CMOS技術を適用したチップの登場によって、自動運転などで使う77GHz帯ミリ波レーダーの小型化、低コスト化が進む。長距離検知だけでなく、車両周辺の短距離検知にも適用できる。米Texas Instruments(TI)社が、同レーダーの最新動向や今後の進化の方向性などを解説する。 (本誌)

 先行車追従(ACC)などの快適な運転を支援する機能や自動緊急ブレーキなどの安全機能から、歩行者検出や全方位センシングなどの新しい機能まで、先進運転支援システム(ADAS)は、ここ5年で急速に進化してきた。その背景には消費者の安全に対する関心の高まりや法規制の影響によって、予防安全機能を強化しようとする自動車メーカー各社の動きがある。

 アイルランドの調査会社であるResearch and Markets社の「世界のADAS市場予測」によると、ADASを搭載する車両の出荷台数は、2022年までに6000万台に達するという。またADASを構成する部品の出荷数は、2016年の2億1800万個から、2025年には12億個に増加すると予測する。

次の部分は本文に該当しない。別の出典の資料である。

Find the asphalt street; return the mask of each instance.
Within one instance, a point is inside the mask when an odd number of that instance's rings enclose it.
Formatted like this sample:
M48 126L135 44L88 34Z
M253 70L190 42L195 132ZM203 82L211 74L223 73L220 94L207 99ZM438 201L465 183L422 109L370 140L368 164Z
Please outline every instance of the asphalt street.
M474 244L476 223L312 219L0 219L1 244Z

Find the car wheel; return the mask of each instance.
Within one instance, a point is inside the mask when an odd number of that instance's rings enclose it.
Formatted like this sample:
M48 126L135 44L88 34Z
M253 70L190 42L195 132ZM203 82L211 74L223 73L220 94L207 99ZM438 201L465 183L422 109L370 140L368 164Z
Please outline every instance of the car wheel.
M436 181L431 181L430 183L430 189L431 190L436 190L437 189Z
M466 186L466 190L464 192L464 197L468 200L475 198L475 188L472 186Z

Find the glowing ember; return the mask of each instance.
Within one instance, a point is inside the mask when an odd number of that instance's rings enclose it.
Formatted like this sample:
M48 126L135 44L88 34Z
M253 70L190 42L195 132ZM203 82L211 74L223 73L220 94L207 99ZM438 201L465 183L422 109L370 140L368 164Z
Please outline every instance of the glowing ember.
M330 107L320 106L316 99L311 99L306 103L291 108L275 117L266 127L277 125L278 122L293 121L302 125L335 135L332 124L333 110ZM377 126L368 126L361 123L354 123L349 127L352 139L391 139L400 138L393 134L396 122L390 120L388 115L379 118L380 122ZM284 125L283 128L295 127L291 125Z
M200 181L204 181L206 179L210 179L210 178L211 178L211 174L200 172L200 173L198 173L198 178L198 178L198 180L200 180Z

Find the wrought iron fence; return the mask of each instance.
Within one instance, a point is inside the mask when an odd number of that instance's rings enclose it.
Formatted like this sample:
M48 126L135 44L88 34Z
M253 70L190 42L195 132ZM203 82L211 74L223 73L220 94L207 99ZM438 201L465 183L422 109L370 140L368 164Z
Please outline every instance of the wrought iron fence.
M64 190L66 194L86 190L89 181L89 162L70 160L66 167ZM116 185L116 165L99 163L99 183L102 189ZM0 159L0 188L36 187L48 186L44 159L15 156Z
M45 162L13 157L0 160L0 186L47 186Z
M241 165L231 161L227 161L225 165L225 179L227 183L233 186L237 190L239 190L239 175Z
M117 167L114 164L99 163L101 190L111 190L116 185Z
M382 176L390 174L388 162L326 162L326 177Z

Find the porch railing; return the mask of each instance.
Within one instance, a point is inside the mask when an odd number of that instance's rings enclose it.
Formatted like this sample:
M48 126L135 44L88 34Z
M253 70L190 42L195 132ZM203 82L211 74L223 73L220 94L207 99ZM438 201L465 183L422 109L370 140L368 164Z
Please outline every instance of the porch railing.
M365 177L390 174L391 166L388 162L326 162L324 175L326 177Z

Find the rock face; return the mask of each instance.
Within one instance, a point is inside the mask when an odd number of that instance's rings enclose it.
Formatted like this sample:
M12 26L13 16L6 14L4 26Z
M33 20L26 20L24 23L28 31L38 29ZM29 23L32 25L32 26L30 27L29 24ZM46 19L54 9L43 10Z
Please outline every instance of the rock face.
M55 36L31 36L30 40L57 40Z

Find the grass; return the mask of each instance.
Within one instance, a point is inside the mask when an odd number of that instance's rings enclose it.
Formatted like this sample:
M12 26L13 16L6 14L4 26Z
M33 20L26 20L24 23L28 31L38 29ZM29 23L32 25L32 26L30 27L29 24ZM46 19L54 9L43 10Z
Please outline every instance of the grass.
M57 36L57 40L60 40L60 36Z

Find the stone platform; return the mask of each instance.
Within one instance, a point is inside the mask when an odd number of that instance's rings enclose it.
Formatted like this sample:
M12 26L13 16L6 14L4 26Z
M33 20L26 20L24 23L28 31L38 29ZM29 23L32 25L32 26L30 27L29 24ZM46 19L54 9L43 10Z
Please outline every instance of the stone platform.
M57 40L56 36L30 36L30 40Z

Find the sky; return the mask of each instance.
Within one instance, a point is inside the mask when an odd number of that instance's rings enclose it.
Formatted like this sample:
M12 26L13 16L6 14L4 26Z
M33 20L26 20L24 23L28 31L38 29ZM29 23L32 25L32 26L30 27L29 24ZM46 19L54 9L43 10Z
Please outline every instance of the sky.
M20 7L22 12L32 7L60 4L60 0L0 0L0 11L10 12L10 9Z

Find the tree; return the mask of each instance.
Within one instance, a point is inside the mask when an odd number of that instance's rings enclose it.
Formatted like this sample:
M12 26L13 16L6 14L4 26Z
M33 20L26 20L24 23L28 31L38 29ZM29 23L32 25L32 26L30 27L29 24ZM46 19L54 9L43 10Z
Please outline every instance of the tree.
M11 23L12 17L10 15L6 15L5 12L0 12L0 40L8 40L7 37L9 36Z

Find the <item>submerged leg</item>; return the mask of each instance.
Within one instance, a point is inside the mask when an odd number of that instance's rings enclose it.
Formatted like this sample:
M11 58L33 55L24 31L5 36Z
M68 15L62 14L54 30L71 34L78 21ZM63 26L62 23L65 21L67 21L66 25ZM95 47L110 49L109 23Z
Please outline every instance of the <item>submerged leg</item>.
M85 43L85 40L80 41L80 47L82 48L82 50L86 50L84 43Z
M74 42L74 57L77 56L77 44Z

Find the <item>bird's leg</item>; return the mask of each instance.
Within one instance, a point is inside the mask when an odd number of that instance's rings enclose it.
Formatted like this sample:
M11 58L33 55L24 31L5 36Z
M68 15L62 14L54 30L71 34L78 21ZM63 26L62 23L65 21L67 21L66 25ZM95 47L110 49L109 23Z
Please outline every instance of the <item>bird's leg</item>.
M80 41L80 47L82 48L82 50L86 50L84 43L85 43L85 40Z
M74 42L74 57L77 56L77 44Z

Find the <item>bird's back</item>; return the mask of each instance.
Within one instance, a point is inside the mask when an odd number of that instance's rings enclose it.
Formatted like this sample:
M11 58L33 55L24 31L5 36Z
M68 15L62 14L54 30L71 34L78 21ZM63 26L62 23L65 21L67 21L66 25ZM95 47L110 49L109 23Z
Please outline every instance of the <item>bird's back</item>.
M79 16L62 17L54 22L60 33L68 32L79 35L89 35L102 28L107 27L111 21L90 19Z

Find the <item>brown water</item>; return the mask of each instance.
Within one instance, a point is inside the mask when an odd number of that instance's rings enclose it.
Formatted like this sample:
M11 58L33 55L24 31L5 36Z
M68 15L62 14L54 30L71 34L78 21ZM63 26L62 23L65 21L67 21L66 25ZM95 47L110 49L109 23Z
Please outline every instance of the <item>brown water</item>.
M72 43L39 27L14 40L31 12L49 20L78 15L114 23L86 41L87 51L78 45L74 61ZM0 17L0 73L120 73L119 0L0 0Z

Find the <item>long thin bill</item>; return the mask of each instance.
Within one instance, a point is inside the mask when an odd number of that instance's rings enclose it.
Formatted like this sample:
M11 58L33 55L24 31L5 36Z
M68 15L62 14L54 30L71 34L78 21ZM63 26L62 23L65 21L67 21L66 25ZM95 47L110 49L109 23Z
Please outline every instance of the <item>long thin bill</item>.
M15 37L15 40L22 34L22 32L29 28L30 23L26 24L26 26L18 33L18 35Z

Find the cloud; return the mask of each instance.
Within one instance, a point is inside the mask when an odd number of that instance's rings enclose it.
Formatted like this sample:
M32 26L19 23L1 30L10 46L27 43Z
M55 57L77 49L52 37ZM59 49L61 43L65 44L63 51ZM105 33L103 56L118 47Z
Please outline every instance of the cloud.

 ADASでは様々なセンシング技術で車両周辺のデータを取得し、プロセッシング機能によってそのデータを処理・解析して必要な情報を取り出すと共に、疑似信号の排除といった処理を行う。さらに、得られた情報を運転者に通知したり、車両の制御に反映させたりする通信機能も内蔵する。このようにADASは、自動車システムの自動化や機能向上を図ることで、高い安全性と優れた運転機能を実現する。そして、半導体メーカー各社が提供する車載用エレクトロニクス製品が、これらの機能を支えている。

 ADASは将来、半自律型あるいは完全自律型の自動運転システムに進化する。現行のADASは、SAE(米自動車技術会)が定める「レベル1」の自動運転システムであり、「レベル2」の自動運転システムも実用化されている。レベル2の自動運転とは、加減速や操舵などの複数の操作をシステムが行う状態のこと。操作の主体は運転者である。「レベル3」とは全ての操作をシステムが行う状態のことで、非常時などを除いて操作の主体はシステムが担う。「レベル4」では全ての操作をシステムが行い、運転者は操作に関与しない。「レベル5」では無人運転の状態になる(図1)。

図1 SAEが定義する自動運転のレベル
図1 SAEが定義する自動運転のレベル
自動化していない「レベル0」から無人運転の「レベル5」までの6段階に分かれる。